Der Laptop sollte halbwegs vergleichbar sein.

Habe folgenden gefunden, taugt der was?
https://www.amazon.de/FX705GM-90NR0...07JP239BV/ref=cm_cr_arp_d_product_top?ie=UTF8


----------



## Herbboy (6. Mai 2019)

Ok, du scheinst also wirklich unbedingt auch "mobil" spielen zu wolle, da du ja einen ordentlichen PC hast. Generell sind die mobilen Grafikkarten langsamer als die für Desktop-PCs, aber seit der 1000er-Generation von Nvidia ist der Abstand meist nur gering. Insofern wäre das Asus-Notebook mit Deinem PC vergleichbar. Ein wenig langsamer wird es sein, da die mobilen Komponenten auf Effizienz ausgelegt sind, und wenn du die Hardware belastet wird die Lüftung natürlich auch Gas geben. Aber ansonsten wäre der Laptop ok, wenn du diese Leistung brauchst und beim Budget bis zu ca 1200€ hast.

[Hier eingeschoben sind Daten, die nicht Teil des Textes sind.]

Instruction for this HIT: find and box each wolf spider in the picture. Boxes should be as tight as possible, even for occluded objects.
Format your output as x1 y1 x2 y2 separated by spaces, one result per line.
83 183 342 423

Wenn Du (zunächst) mit 8GB RAM auskommst, dann gibt es noch Alternativen. Ebenso gäb es mehr Auswahl, falls Windows nicht mit dabei sein muss. Wie sieht bei diesen Punkten aus?


Eine andere Sache wäre: die neuen GTX 1600er-Grafikkarten kommen gerade erst raus, was Laptops betrifft. Vielleicht gibt es in den nächsten Wochen passende Modelle mit einer GTX 1660 oder 1660 Ti, da könntest du vlt noch etwas abwarten.


----------



## umspannwer (7. Mai 2019)

Windows brauch ich nicht unbedingt dabei.

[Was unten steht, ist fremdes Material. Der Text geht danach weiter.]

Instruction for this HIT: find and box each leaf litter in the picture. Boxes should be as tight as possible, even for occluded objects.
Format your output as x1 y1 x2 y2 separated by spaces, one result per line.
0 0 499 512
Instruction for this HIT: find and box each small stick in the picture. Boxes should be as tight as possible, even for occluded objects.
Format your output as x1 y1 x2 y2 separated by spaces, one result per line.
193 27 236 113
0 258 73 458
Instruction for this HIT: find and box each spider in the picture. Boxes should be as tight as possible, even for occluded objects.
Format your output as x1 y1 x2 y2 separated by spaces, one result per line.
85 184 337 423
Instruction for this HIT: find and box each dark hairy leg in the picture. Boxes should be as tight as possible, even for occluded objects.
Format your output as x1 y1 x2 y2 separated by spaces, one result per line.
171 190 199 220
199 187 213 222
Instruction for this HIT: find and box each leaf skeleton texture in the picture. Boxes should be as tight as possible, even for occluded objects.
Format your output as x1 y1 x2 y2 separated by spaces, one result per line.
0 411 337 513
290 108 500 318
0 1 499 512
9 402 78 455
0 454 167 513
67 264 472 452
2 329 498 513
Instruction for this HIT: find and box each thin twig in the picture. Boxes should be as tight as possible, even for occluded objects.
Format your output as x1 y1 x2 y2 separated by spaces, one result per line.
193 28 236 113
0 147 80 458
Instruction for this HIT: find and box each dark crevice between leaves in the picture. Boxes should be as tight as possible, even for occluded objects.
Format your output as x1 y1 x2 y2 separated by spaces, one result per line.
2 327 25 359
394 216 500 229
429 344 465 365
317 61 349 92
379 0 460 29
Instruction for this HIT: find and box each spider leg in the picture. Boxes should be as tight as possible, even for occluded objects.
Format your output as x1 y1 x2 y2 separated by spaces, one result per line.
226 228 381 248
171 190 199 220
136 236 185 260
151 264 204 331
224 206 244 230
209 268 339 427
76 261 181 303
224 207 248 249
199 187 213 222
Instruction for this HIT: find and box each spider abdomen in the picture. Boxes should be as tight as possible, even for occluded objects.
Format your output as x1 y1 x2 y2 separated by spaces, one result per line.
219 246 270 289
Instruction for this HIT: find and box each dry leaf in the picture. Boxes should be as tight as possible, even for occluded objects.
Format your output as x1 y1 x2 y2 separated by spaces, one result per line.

Wenn ich was mit 8gb ram nehme, wie kompliziert ist der ramwechsel später beim Laptop?

Natürlich würde ich nicht nein sagen weniger auszugeben.


----------



## Spiritogre (7. Mai 2019)

umspannwer schrieb:


> Windows brauch ich nicht unbedingt dabei.
> 
> Wenn ich was mit 8gb ram nehme, wie kompliziert ist der ramwechsel später beim Laptop?
> 
> Natürlich würde ich nicht nein sagen weniger auszugeben.

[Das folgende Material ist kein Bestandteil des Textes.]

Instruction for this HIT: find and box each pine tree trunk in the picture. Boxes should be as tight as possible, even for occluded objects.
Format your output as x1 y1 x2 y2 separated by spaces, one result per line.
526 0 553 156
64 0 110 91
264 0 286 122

Die meisten Notebooks haben nur zwei Slots, und wenn du einen mit 8GB kaufst werden in der Regel 2x4 verbaut, du musst also komplett austauschen wenn du aufrüsten willst, das ist der Nachteil dabei. 

Bei Notebooks insbesondere in der Preisklasse und für Gaming ist Windows eigentlich immer dabei. Das macht den Kohl auch nicht fett, da sich der Preis dadurch nicht ändert. Auf Windows verzichten, was die Hersteller max. 20 Euro kostet, lohnt sich nur bei absoluten Billiggeräten bis vielleicht 400 Euro.


----------



## umspannwer (7. Mai 2019)

Kann man den RAM-WECHSEL selber durchführen? ( Hab meinen Tower selbst zusammen gestellt, ..)


----------



## Spiritogre (7. Mai 2019)

umspannwer schrieb:


> Kann man den RAM-WECHSEL selber durchführen? ( Hab meinen Tower selbst zusammen gestellt, ..)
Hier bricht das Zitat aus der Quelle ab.